I. Are you spiritual but not religious? Yes; No? By the way, what does this mean?

II. Have your feelings changed about the possibilities of mixing spirituality and associational life? Have the internal and shared experiences of recent days been spiritually transformative for you–in part because bound up in organized, institutional life?

 IMAGE.

35 Comments

  • Posted 7 November 2008 at 12:10 am | #

    Second question too chewy for immediate response, but on first question:

    Not to be harsh, but:

    spiritual for me means spiritually seeking, in any direction, by nearly any means. I would qualify almost everyone as spiritual.

    Religious means given to some state religion which has by now almost certainly been utterly corrupted by literalist, fundamentalist interpretations of its key texts which transform it largely from the spiritual to the mob-mental, world-dominating, difference-hating mode in which we see many of the state religions on Earth currently participating.

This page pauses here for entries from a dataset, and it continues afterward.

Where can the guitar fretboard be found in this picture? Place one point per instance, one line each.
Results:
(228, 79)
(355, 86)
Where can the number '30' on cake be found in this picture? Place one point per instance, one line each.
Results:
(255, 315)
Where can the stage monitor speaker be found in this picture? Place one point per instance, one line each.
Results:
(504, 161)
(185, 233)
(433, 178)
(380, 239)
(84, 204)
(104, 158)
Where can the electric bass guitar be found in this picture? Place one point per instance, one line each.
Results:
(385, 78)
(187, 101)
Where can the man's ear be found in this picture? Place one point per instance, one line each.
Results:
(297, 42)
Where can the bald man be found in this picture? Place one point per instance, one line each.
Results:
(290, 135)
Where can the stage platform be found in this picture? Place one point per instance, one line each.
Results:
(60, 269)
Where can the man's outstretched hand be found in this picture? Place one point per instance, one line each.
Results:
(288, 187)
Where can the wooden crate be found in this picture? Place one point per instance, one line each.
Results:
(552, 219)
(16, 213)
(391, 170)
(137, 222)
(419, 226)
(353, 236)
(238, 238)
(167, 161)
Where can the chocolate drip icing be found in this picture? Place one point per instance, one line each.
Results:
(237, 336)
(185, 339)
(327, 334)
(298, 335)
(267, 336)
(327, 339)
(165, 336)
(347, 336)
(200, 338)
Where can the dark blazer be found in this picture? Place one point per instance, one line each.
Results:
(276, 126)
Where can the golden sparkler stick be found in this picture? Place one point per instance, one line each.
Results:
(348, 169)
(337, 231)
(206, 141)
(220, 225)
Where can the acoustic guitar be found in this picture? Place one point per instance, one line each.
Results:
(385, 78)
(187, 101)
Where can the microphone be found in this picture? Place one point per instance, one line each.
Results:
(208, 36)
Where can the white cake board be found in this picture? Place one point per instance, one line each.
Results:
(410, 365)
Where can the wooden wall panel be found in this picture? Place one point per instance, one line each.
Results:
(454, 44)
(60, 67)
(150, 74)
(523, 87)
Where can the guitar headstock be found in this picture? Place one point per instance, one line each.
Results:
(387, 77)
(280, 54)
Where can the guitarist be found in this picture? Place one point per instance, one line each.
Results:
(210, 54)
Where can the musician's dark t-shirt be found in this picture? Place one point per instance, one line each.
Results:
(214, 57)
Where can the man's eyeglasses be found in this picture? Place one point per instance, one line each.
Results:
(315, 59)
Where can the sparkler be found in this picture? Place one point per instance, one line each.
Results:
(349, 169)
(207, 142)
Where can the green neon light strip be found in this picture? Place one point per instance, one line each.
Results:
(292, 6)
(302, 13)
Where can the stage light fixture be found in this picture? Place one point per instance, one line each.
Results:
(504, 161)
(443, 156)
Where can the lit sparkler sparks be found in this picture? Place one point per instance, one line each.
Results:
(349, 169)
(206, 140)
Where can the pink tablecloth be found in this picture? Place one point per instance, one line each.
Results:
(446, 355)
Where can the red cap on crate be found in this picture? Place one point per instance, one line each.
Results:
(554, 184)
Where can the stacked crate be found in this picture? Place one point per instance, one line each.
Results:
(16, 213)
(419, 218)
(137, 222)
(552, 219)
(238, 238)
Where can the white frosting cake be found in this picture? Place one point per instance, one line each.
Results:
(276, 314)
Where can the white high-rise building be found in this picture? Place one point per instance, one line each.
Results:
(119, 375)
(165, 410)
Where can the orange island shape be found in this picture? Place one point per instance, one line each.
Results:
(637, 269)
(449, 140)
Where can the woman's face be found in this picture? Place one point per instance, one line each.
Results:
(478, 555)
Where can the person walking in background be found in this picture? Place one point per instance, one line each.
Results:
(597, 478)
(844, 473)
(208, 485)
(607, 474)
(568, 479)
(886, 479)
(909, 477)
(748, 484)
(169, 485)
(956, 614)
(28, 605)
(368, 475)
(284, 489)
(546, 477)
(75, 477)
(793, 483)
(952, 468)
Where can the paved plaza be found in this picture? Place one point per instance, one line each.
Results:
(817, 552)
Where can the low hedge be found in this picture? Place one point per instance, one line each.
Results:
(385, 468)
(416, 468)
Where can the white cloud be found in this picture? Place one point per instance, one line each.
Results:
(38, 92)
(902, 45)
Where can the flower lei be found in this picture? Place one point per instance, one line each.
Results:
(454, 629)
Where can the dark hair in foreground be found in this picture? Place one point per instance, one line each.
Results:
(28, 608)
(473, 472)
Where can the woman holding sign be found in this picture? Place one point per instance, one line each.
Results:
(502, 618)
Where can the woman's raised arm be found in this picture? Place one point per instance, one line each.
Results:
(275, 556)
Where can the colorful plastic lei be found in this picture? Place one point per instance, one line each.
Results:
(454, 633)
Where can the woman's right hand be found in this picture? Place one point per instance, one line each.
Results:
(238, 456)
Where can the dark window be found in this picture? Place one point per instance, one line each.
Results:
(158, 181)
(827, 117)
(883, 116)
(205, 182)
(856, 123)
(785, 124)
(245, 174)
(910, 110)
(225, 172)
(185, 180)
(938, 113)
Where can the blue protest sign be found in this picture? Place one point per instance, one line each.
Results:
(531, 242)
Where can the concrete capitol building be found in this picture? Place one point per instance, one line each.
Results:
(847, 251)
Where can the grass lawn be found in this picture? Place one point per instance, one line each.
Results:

    Buddhism, a notable exception.

    Yes, I’m aware that I generalize. Yes, I’m aware that I let very bad and unfulfilling experiences with one of the world’s big religions color my worldview. I am aware of all of that.

    But spirituality, two thumbs up.

  • Posted 7 November 2008 at 12:34 am | #

    Didn’t the term ‘spiritual but not religious’ come originally from internet dating? It is standardized terminology in that subculture and it seems to indicate that an individual retains some residual religious background effects and prefers a non-religious life but is not presently willing go full-atheist.

  • Posted 7 November 2008 at 12:35 am | #

    The second question is the chewy one. :)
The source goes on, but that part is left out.